How authorities finally intervened, and what comes next
When authorities finally removed the twins from the apartment, the numbers told their own story. According to one detailed summary of the investigation, the boys, both 14, weighed under 55 pounds and were described as severely malnourished, with their height and weight far below what would be expected for their age, a finding laid out in an account By Tom Shea. Another report, citing investigators, put the figures even more starkly, saying one twin weighed just 51 pounds while the other weighed 54 pounds, both far below normal height and weight for teenagers, according to NBC New York.
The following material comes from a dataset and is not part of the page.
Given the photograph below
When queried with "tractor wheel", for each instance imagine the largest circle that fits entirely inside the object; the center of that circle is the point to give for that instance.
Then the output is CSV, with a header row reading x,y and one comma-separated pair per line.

Those precise figures, 51 pounds and 54 pounds, have become shorthand for just how extreme the alleged neglect was.
The path to that intervention was not instant. According to a detailed breakdown of the timeline, child protective workers had to respond to multiple anonymous complaints before they finally checked on Domenech’s Mosholu Avenue apartment, a sequence described in a The News Herald report that framed the case as part of a broader Crime and Public Safet concern. By the time they arrived, investigators found that Domenech had allegedly starved and isolated the twins for nearly a decade, a pattern of abuse that another account summarized as the Bronx mom being charged with starving her twin sons for nearly a decade, citing investigators who said she had kept them shut inside and deprived them of basic care, as laid out in a Jan summary of the charges.